KNN on LONG an LAT to predict whether a school would have a sport or not based on geography

In [96]:
import pandas as pd
import pickle
import numpy as np
import geopandas as gpd
from shapely.geometry import Point
from sklearn.neighbors import KNeighborsClassifier

a_cols = pickle.load(open('../data/mappings/Accolades_columns.pkl' ,'rb'))
c_cols = pickle.load(open('../data/mappings/Census_columns.pkl' ,'rb'))
cs_dict = pickle.load(open('../data/mappings/CollegeScorecard_columns.pkl' ,'rb'))
cs_cols = [col for cols in cs_dict.values() for col in cols]
sp_dict = pickle.load(open('../data/mappings/SportParticipation_columns.pkl' ,'rb'))
sp_cols = [col for cols in sp_dict.values() for col in cols]

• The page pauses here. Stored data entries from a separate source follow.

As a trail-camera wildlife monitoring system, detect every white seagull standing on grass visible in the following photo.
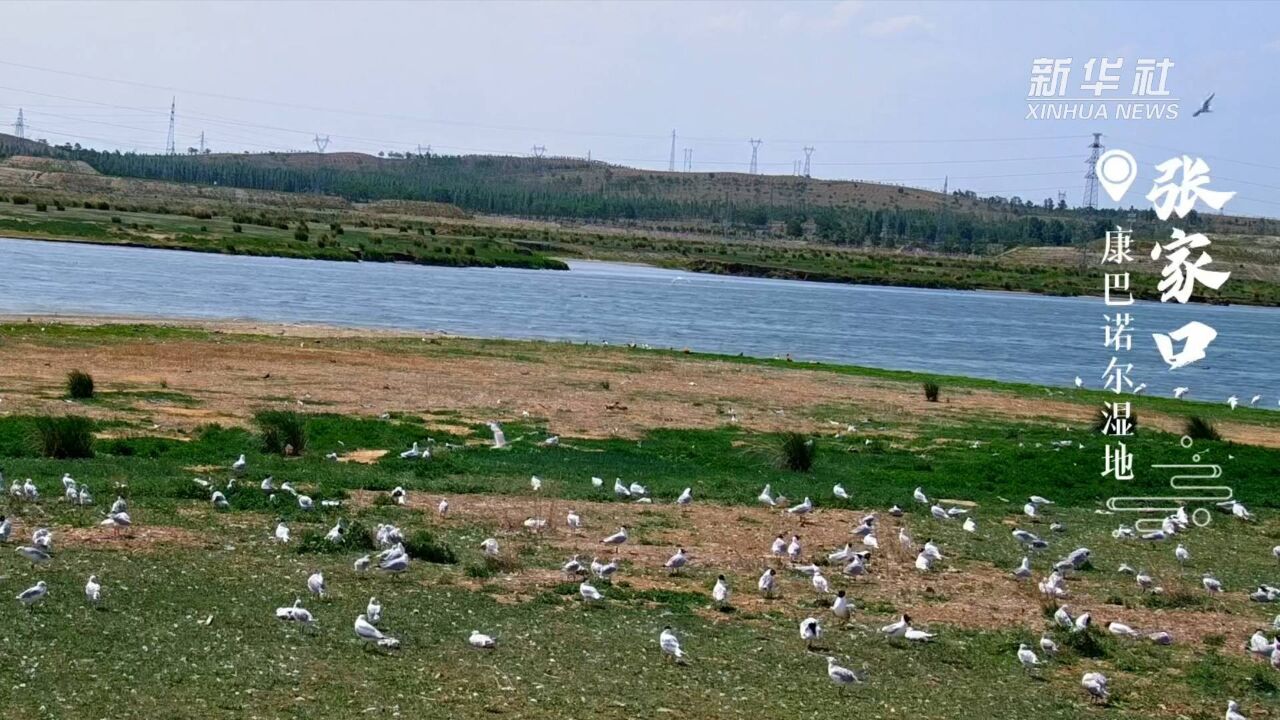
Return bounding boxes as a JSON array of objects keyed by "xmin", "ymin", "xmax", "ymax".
[
  {"xmin": 1226, "ymin": 700, "xmax": 1248, "ymax": 720},
  {"xmin": 469, "ymin": 630, "xmax": 496, "ymax": 649},
  {"xmin": 825, "ymin": 657, "xmax": 865, "ymax": 688},
  {"xmin": 676, "ymin": 487, "xmax": 692, "ymax": 506},
  {"xmin": 788, "ymin": 497, "xmax": 813, "ymax": 518},
  {"xmin": 232, "ymin": 454, "xmax": 247, "ymax": 473},
  {"xmin": 85, "ymin": 575, "xmax": 101, "ymax": 606},
  {"xmin": 712, "ymin": 575, "xmax": 730, "ymax": 606},
  {"xmin": 307, "ymin": 571, "xmax": 326, "ymax": 598},
  {"xmin": 758, "ymin": 568, "xmax": 777, "ymax": 597},
  {"xmin": 354, "ymin": 614, "xmax": 398, "ymax": 649},
  {"xmin": 659, "ymin": 627, "xmax": 686, "ymax": 662},
  {"xmin": 614, "ymin": 479, "xmax": 631, "ymax": 499},
  {"xmin": 17, "ymin": 581, "xmax": 47, "ymax": 607},
  {"xmin": 913, "ymin": 487, "xmax": 929, "ymax": 504},
  {"xmin": 1081, "ymin": 672, "xmax": 1109, "ymax": 702},
  {"xmin": 601, "ymin": 527, "xmax": 629, "ymax": 548},
  {"xmin": 832, "ymin": 590, "xmax": 851, "ymax": 620},
  {"xmin": 833, "ymin": 484, "xmax": 849, "ymax": 501},
  {"xmin": 800, "ymin": 617, "xmax": 822, "ymax": 649},
  {"xmin": 579, "ymin": 582, "xmax": 603, "ymax": 602},
  {"xmin": 488, "ymin": 422, "xmax": 507, "ymax": 449},
  {"xmin": 757, "ymin": 484, "xmax": 775, "ymax": 507},
  {"xmin": 1017, "ymin": 643, "xmax": 1040, "ymax": 671}
]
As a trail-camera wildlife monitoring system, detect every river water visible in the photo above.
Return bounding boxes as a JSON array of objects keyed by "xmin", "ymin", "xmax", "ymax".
[{"xmin": 0, "ymin": 237, "xmax": 1275, "ymax": 401}]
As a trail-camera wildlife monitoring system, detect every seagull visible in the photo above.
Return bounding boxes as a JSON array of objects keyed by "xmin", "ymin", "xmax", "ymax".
[
  {"xmin": 231, "ymin": 454, "xmax": 246, "ymax": 473},
  {"xmin": 757, "ymin": 484, "xmax": 776, "ymax": 506},
  {"xmin": 1108, "ymin": 621, "xmax": 1140, "ymax": 638},
  {"xmin": 1136, "ymin": 569, "xmax": 1155, "ymax": 591},
  {"xmin": 591, "ymin": 476, "xmax": 604, "ymax": 489},
  {"xmin": 898, "ymin": 528, "xmax": 913, "ymax": 552},
  {"xmin": 17, "ymin": 545, "xmax": 51, "ymax": 566},
  {"xmin": 832, "ymin": 484, "xmax": 849, "ymax": 500},
  {"xmin": 880, "ymin": 614, "xmax": 910, "ymax": 639},
  {"xmin": 1173, "ymin": 386, "xmax": 1189, "ymax": 399},
  {"xmin": 0, "ymin": 515, "xmax": 9, "ymax": 542},
  {"xmin": 1192, "ymin": 92, "xmax": 1215, "ymax": 118},
  {"xmin": 1040, "ymin": 635, "xmax": 1058, "ymax": 656},
  {"xmin": 307, "ymin": 571, "xmax": 326, "ymax": 598},
  {"xmin": 274, "ymin": 521, "xmax": 290, "ymax": 543},
  {"xmin": 1175, "ymin": 544, "xmax": 1190, "ymax": 566},
  {"xmin": 325, "ymin": 520, "xmax": 346, "ymax": 543},
  {"xmin": 664, "ymin": 548, "xmax": 689, "ymax": 574},
  {"xmin": 1074, "ymin": 612, "xmax": 1092, "ymax": 633},
  {"xmin": 1029, "ymin": 495, "xmax": 1054, "ymax": 507},
  {"xmin": 1226, "ymin": 700, "xmax": 1248, "ymax": 720},
  {"xmin": 758, "ymin": 568, "xmax": 777, "ymax": 597},
  {"xmin": 614, "ymin": 479, "xmax": 631, "ymax": 499},
  {"xmin": 1074, "ymin": 376, "xmax": 1083, "ymax": 388},
  {"xmin": 488, "ymin": 422, "xmax": 506, "ymax": 449},
  {"xmin": 17, "ymin": 580, "xmax": 48, "ymax": 607},
  {"xmin": 438, "ymin": 499, "xmax": 450, "ymax": 517},
  {"xmin": 354, "ymin": 613, "xmax": 396, "ymax": 649},
  {"xmin": 566, "ymin": 509, "xmax": 581, "ymax": 530},
  {"xmin": 1023, "ymin": 502, "xmax": 1038, "ymax": 518},
  {"xmin": 1250, "ymin": 394, "xmax": 1262, "ymax": 406},
  {"xmin": 1148, "ymin": 631, "xmax": 1173, "ymax": 645},
  {"xmin": 32, "ymin": 527, "xmax": 53, "ymax": 552},
  {"xmin": 787, "ymin": 497, "xmax": 813, "ymax": 518},
  {"xmin": 889, "ymin": 505, "xmax": 904, "ymax": 517},
  {"xmin": 830, "ymin": 590, "xmax": 852, "ymax": 621},
  {"xmin": 354, "ymin": 555, "xmax": 371, "ymax": 572},
  {"xmin": 1013, "ymin": 556, "xmax": 1032, "ymax": 579},
  {"xmin": 1081, "ymin": 672, "xmax": 1109, "ymax": 702},
  {"xmin": 676, "ymin": 487, "xmax": 692, "ymax": 506},
  {"xmin": 770, "ymin": 534, "xmax": 787, "ymax": 556},
  {"xmin": 1203, "ymin": 573, "xmax": 1223, "ymax": 594},
  {"xmin": 469, "ymin": 630, "xmax": 496, "ymax": 649},
  {"xmin": 905, "ymin": 627, "xmax": 935, "ymax": 642},
  {"xmin": 85, "ymin": 575, "xmax": 101, "ymax": 606},
  {"xmin": 659, "ymin": 626, "xmax": 685, "ymax": 662},
  {"xmin": 812, "ymin": 569, "xmax": 829, "ymax": 594},
  {"xmin": 962, "ymin": 517, "xmax": 976, "ymax": 533},
  {"xmin": 366, "ymin": 596, "xmax": 382, "ymax": 624},
  {"xmin": 481, "ymin": 538, "xmax": 500, "ymax": 557},
  {"xmin": 1228, "ymin": 395, "xmax": 1239, "ymax": 409},
  {"xmin": 712, "ymin": 575, "xmax": 729, "ymax": 606},
  {"xmin": 399, "ymin": 442, "xmax": 420, "ymax": 459},
  {"xmin": 579, "ymin": 581, "xmax": 603, "ymax": 602},
  {"xmin": 530, "ymin": 476, "xmax": 542, "ymax": 492},
  {"xmin": 825, "ymin": 656, "xmax": 865, "ymax": 688},
  {"xmin": 297, "ymin": 495, "xmax": 313, "ymax": 511},
  {"xmin": 913, "ymin": 486, "xmax": 929, "ymax": 504},
  {"xmin": 787, "ymin": 535, "xmax": 802, "ymax": 562},
  {"xmin": 110, "ymin": 496, "xmax": 127, "ymax": 515},
  {"xmin": 390, "ymin": 486, "xmax": 406, "ymax": 505},
  {"xmin": 800, "ymin": 617, "xmax": 823, "ymax": 648},
  {"xmin": 1054, "ymin": 605, "xmax": 1073, "ymax": 628},
  {"xmin": 23, "ymin": 478, "xmax": 38, "ymax": 501},
  {"xmin": 601, "ymin": 527, "xmax": 628, "ymax": 547},
  {"xmin": 543, "ymin": 435, "xmax": 559, "ymax": 446},
  {"xmin": 1017, "ymin": 643, "xmax": 1040, "ymax": 671}
]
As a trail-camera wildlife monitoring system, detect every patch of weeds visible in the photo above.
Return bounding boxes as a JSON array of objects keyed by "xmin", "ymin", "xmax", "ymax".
[
  {"xmin": 776, "ymin": 432, "xmax": 816, "ymax": 472},
  {"xmin": 257, "ymin": 410, "xmax": 307, "ymax": 456},
  {"xmin": 32, "ymin": 416, "xmax": 95, "ymax": 458},
  {"xmin": 66, "ymin": 369, "xmax": 95, "ymax": 399},
  {"xmin": 295, "ymin": 520, "xmax": 376, "ymax": 554},
  {"xmin": 403, "ymin": 530, "xmax": 457, "ymax": 564}
]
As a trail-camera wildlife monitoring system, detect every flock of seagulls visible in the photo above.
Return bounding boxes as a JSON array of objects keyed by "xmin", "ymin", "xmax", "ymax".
[
  {"xmin": 1072, "ymin": 376, "xmax": 1274, "ymax": 409},
  {"xmin": 4, "ymin": 435, "xmax": 1276, "ymax": 716}
]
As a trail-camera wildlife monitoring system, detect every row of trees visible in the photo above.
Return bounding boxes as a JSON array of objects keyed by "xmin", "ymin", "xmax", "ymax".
[{"xmin": 3, "ymin": 137, "xmax": 1258, "ymax": 251}]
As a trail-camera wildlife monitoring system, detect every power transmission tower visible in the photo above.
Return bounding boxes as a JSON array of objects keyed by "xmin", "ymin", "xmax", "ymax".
[
  {"xmin": 531, "ymin": 145, "xmax": 546, "ymax": 158},
  {"xmin": 793, "ymin": 160, "xmax": 800, "ymax": 176},
  {"xmin": 683, "ymin": 148, "xmax": 692, "ymax": 171},
  {"xmin": 313, "ymin": 135, "xmax": 330, "ymax": 153},
  {"xmin": 13, "ymin": 108, "xmax": 24, "ymax": 139},
  {"xmin": 199, "ymin": 131, "xmax": 205, "ymax": 154},
  {"xmin": 748, "ymin": 138, "xmax": 762, "ymax": 174},
  {"xmin": 668, "ymin": 129, "xmax": 676, "ymax": 172},
  {"xmin": 165, "ymin": 97, "xmax": 177, "ymax": 155},
  {"xmin": 1083, "ymin": 132, "xmax": 1103, "ymax": 209},
  {"xmin": 802, "ymin": 146, "xmax": 814, "ymax": 177},
  {"xmin": 1057, "ymin": 190, "xmax": 1067, "ymax": 209}
]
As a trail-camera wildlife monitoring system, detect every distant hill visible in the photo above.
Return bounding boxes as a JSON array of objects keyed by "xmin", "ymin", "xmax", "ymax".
[{"xmin": 1, "ymin": 133, "xmax": 1275, "ymax": 251}]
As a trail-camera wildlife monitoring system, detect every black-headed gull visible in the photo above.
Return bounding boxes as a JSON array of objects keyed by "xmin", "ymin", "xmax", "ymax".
[
  {"xmin": 712, "ymin": 575, "xmax": 729, "ymax": 606},
  {"xmin": 800, "ymin": 617, "xmax": 822, "ymax": 648},
  {"xmin": 659, "ymin": 626, "xmax": 685, "ymax": 662},
  {"xmin": 17, "ymin": 580, "xmax": 47, "ymax": 607},
  {"xmin": 758, "ymin": 568, "xmax": 776, "ymax": 597}
]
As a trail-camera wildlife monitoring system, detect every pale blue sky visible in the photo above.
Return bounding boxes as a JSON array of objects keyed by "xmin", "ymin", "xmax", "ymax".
[{"xmin": 0, "ymin": 1, "xmax": 1276, "ymax": 215}]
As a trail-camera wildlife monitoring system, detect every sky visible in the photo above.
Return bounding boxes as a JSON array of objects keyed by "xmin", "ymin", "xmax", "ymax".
[{"xmin": 0, "ymin": 0, "xmax": 1277, "ymax": 216}]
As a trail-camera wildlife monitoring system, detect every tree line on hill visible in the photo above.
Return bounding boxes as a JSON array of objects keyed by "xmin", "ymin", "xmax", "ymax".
[{"xmin": 2, "ymin": 136, "xmax": 1266, "ymax": 252}]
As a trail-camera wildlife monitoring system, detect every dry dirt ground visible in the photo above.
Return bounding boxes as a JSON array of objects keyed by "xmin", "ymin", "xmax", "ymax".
[
  {"xmin": 343, "ymin": 490, "xmax": 1266, "ymax": 644},
  {"xmin": 2, "ymin": 317, "xmax": 1276, "ymax": 447}
]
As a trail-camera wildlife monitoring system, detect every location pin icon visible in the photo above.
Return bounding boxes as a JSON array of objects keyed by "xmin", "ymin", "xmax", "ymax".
[{"xmin": 1096, "ymin": 149, "xmax": 1137, "ymax": 202}]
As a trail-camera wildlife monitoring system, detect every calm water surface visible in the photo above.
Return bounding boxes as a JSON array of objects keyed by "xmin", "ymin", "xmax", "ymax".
[{"xmin": 0, "ymin": 237, "xmax": 1275, "ymax": 401}]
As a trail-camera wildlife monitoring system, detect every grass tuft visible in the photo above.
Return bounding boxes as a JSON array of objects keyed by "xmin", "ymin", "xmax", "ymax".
[
  {"xmin": 403, "ymin": 530, "xmax": 458, "ymax": 564},
  {"xmin": 775, "ymin": 432, "xmax": 816, "ymax": 472},
  {"xmin": 923, "ymin": 381, "xmax": 940, "ymax": 402},
  {"xmin": 66, "ymin": 369, "xmax": 95, "ymax": 399},
  {"xmin": 1184, "ymin": 415, "xmax": 1222, "ymax": 441},
  {"xmin": 31, "ymin": 415, "xmax": 95, "ymax": 458},
  {"xmin": 256, "ymin": 410, "xmax": 307, "ymax": 456}
]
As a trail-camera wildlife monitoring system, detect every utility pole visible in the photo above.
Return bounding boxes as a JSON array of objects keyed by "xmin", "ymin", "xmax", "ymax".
[
  {"xmin": 13, "ymin": 108, "xmax": 24, "ymax": 139},
  {"xmin": 313, "ymin": 135, "xmax": 330, "ymax": 153},
  {"xmin": 1083, "ymin": 132, "xmax": 1103, "ymax": 209},
  {"xmin": 668, "ymin": 129, "xmax": 676, "ymax": 172},
  {"xmin": 803, "ymin": 146, "xmax": 814, "ymax": 178},
  {"xmin": 748, "ymin": 138, "xmax": 762, "ymax": 174},
  {"xmin": 165, "ymin": 97, "xmax": 177, "ymax": 155},
  {"xmin": 199, "ymin": 131, "xmax": 205, "ymax": 154}
]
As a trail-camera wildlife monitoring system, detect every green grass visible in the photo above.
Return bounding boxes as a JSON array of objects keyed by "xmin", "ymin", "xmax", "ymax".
[
  {"xmin": 30, "ymin": 415, "xmax": 95, "ymax": 458},
  {"xmin": 257, "ymin": 410, "xmax": 308, "ymax": 456},
  {"xmin": 66, "ymin": 369, "xmax": 95, "ymax": 399},
  {"xmin": 0, "ymin": 405, "xmax": 1277, "ymax": 718}
]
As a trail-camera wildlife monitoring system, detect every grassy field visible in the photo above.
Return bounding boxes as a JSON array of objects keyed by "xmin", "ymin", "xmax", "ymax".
[{"xmin": 0, "ymin": 322, "xmax": 1278, "ymax": 719}]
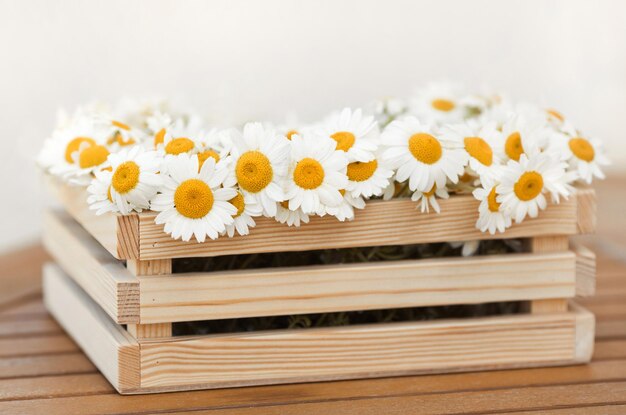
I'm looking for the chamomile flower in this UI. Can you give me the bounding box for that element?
[195,129,233,170]
[159,118,204,157]
[100,118,142,149]
[223,190,263,237]
[345,155,394,198]
[146,111,173,149]
[319,190,365,222]
[550,124,609,184]
[41,116,102,176]
[275,201,310,227]
[497,153,570,224]
[319,108,379,162]
[286,134,349,214]
[87,171,119,215]
[151,154,237,242]
[441,121,502,179]
[371,97,407,128]
[65,141,111,185]
[497,114,544,162]
[107,146,162,214]
[381,117,466,192]
[229,122,290,216]
[472,175,512,234]
[408,82,470,124]
[411,185,449,213]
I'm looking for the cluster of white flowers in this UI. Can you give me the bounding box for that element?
[37,83,609,243]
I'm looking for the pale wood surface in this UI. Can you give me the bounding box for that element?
[0,177,621,412]
[42,209,139,324]
[47,208,592,324]
[44,263,592,394]
[47,177,596,260]
[527,236,571,314]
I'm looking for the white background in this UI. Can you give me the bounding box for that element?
[1,0,625,252]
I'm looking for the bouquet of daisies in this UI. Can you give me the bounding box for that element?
[37,84,609,244]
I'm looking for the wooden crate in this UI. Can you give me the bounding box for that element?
[42,178,598,394]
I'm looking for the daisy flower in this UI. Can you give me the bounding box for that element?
[319,108,379,162]
[371,97,407,128]
[275,201,310,227]
[381,116,466,192]
[549,123,609,184]
[223,190,263,237]
[146,111,173,149]
[318,190,365,222]
[107,146,162,214]
[100,118,142,149]
[497,153,571,224]
[41,116,102,177]
[408,82,473,124]
[228,122,290,216]
[411,185,449,213]
[441,121,502,179]
[497,114,544,162]
[86,171,119,215]
[151,154,237,242]
[472,175,512,234]
[345,154,394,198]
[65,141,111,185]
[285,134,349,214]
[158,118,205,157]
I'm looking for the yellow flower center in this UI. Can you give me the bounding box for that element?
[280,200,290,209]
[487,186,500,212]
[464,136,493,166]
[569,137,595,162]
[293,157,325,189]
[505,132,524,161]
[236,151,273,193]
[174,179,214,219]
[514,171,544,201]
[330,131,356,152]
[154,128,166,148]
[423,185,437,197]
[65,137,95,163]
[347,159,378,182]
[228,192,245,218]
[112,161,140,194]
[165,137,195,155]
[408,133,442,164]
[285,130,298,140]
[78,145,109,169]
[108,132,135,146]
[198,150,220,170]
[431,99,455,112]
[546,109,564,122]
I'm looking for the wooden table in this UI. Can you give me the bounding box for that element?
[1,178,625,414]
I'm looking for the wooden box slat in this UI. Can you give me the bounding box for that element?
[43,209,596,325]
[46,176,596,260]
[43,263,595,395]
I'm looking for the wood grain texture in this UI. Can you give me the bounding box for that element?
[42,258,594,395]
[527,236,570,314]
[576,185,597,234]
[138,190,593,260]
[139,252,578,324]
[574,243,597,297]
[43,264,140,393]
[42,209,140,324]
[135,305,590,392]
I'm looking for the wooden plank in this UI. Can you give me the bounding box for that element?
[576,185,597,234]
[0,373,114,401]
[573,243,596,296]
[0,317,61,337]
[140,252,578,323]
[138,190,593,260]
[136,308,587,392]
[47,177,595,260]
[42,209,140,324]
[45,175,137,259]
[0,245,46,310]
[527,236,571,314]
[127,259,172,339]
[0,334,78,357]
[0,353,95,378]
[43,264,140,393]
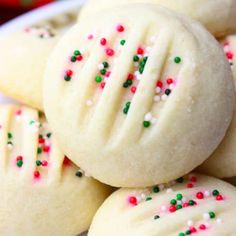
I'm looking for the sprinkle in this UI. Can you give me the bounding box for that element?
[161,94,168,101]
[75,170,83,178]
[34,170,40,178]
[187,220,193,227]
[217,218,222,224]
[120,39,126,45]
[95,76,102,83]
[167,78,173,84]
[100,38,107,46]
[216,195,224,201]
[153,186,160,193]
[36,160,41,166]
[154,215,160,220]
[212,189,220,196]
[137,47,144,55]
[43,146,50,153]
[176,193,183,200]
[131,86,136,94]
[154,96,161,102]
[37,147,42,154]
[8,132,13,139]
[128,196,137,206]
[144,113,152,122]
[87,34,94,40]
[165,89,171,96]
[209,212,216,219]
[156,81,163,88]
[116,24,125,32]
[133,55,139,62]
[41,160,48,167]
[204,190,210,197]
[174,56,181,64]
[199,224,207,230]
[143,121,151,128]
[70,56,76,62]
[106,48,115,57]
[74,50,81,56]
[169,205,176,213]
[196,192,204,199]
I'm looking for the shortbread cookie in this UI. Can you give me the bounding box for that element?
[79,0,236,37]
[89,174,236,236]
[44,4,235,187]
[0,105,111,236]
[0,26,60,110]
[199,36,236,178]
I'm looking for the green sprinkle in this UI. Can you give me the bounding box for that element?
[103,62,109,68]
[64,75,71,81]
[29,120,35,125]
[188,200,195,206]
[179,233,185,236]
[75,171,83,178]
[36,160,41,166]
[143,56,148,62]
[139,66,144,74]
[126,102,131,107]
[154,215,160,220]
[17,160,23,167]
[70,56,76,62]
[176,177,184,183]
[123,81,129,88]
[176,193,183,200]
[37,147,42,154]
[174,56,181,64]
[127,80,133,86]
[133,55,139,62]
[143,121,151,128]
[170,199,177,205]
[8,133,12,139]
[120,39,126,45]
[185,230,191,235]
[123,107,129,114]
[176,205,182,210]
[95,76,102,83]
[209,212,216,219]
[74,50,81,56]
[212,190,220,196]
[100,69,106,75]
[46,133,52,138]
[153,186,160,193]
[146,197,152,201]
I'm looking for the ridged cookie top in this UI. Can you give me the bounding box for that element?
[0,105,86,184]
[44,4,234,187]
[89,174,236,236]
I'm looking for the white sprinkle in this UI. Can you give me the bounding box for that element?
[224,46,230,52]
[154,95,161,102]
[134,62,139,68]
[166,188,173,193]
[155,87,161,93]
[141,193,146,200]
[7,143,13,150]
[144,113,152,121]
[161,94,168,101]
[169,84,175,90]
[187,220,193,227]
[203,213,210,221]
[161,205,167,212]
[217,218,222,224]
[86,100,93,106]
[98,64,104,70]
[177,200,182,205]
[204,190,210,197]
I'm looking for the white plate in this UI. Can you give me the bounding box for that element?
[0,1,88,235]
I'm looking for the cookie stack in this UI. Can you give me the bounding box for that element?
[0,0,236,235]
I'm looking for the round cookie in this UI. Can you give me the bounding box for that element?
[44,4,235,187]
[199,36,236,178]
[89,174,236,236]
[79,0,236,37]
[0,104,112,236]
[0,26,60,110]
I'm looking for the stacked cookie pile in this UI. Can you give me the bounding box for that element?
[0,0,236,235]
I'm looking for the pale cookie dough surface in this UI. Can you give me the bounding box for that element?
[44,4,235,187]
[0,105,112,236]
[199,36,236,178]
[0,27,60,110]
[79,0,236,37]
[89,174,236,236]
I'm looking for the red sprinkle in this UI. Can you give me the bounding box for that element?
[34,170,40,178]
[167,78,173,85]
[106,48,115,57]
[131,86,136,94]
[100,38,107,46]
[127,73,134,80]
[16,156,23,161]
[128,196,137,206]
[101,82,106,89]
[190,176,197,182]
[199,224,206,230]
[116,24,125,32]
[137,47,144,55]
[41,160,48,167]
[226,51,234,60]
[38,137,45,144]
[216,195,224,201]
[87,34,94,40]
[43,146,50,153]
[183,203,189,208]
[190,227,197,233]
[187,183,194,188]
[105,71,111,77]
[196,192,204,199]
[66,70,73,76]
[76,55,83,61]
[16,109,22,116]
[156,81,163,88]
[169,205,176,213]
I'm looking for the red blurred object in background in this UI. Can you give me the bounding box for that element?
[0,0,56,24]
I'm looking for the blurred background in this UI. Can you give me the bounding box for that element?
[0,0,60,24]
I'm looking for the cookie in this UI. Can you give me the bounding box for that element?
[44,4,235,187]
[0,104,112,236]
[199,36,236,178]
[79,0,236,37]
[0,26,60,110]
[89,173,236,236]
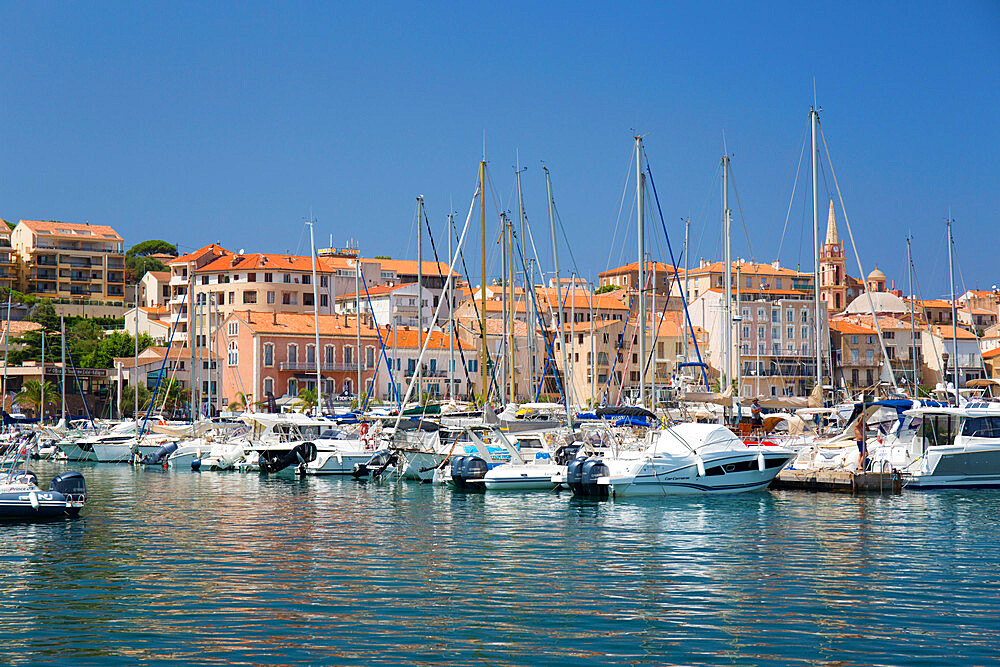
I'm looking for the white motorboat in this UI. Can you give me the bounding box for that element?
[899,402,1000,488]
[581,423,793,497]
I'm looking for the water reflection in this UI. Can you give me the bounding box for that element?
[3,463,1000,665]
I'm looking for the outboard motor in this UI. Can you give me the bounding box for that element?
[141,442,179,466]
[581,460,610,500]
[259,442,318,475]
[567,456,587,495]
[353,449,397,479]
[449,455,468,484]
[554,443,582,467]
[451,455,487,491]
[50,471,87,515]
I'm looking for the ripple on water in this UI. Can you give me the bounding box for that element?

df = pd.read_pickle('../data/merged/full_df.pkl').dropna(subset=['LONGITUDE'])[cs_dict['keys'] + ['LONGITUDE', 'LATITUDE'] + sp_dict['mens_part'] + sp_dict['womens_part']]

In [122]:
sp_dict = pickle.load(open('../data/mappings/SportParticipation_columns.pkl', 'rb'))

part_cols = sp_dict['mens_part'] + sp_dict['womens_part']
part_cols = [c for c in part_cols if c in df.columns]
print("Using", len(part_cols), "participation columns")

shp_path = "../data/raw/ne_110m_admin_0_countries/ne_110m_admin_0_countries.shp"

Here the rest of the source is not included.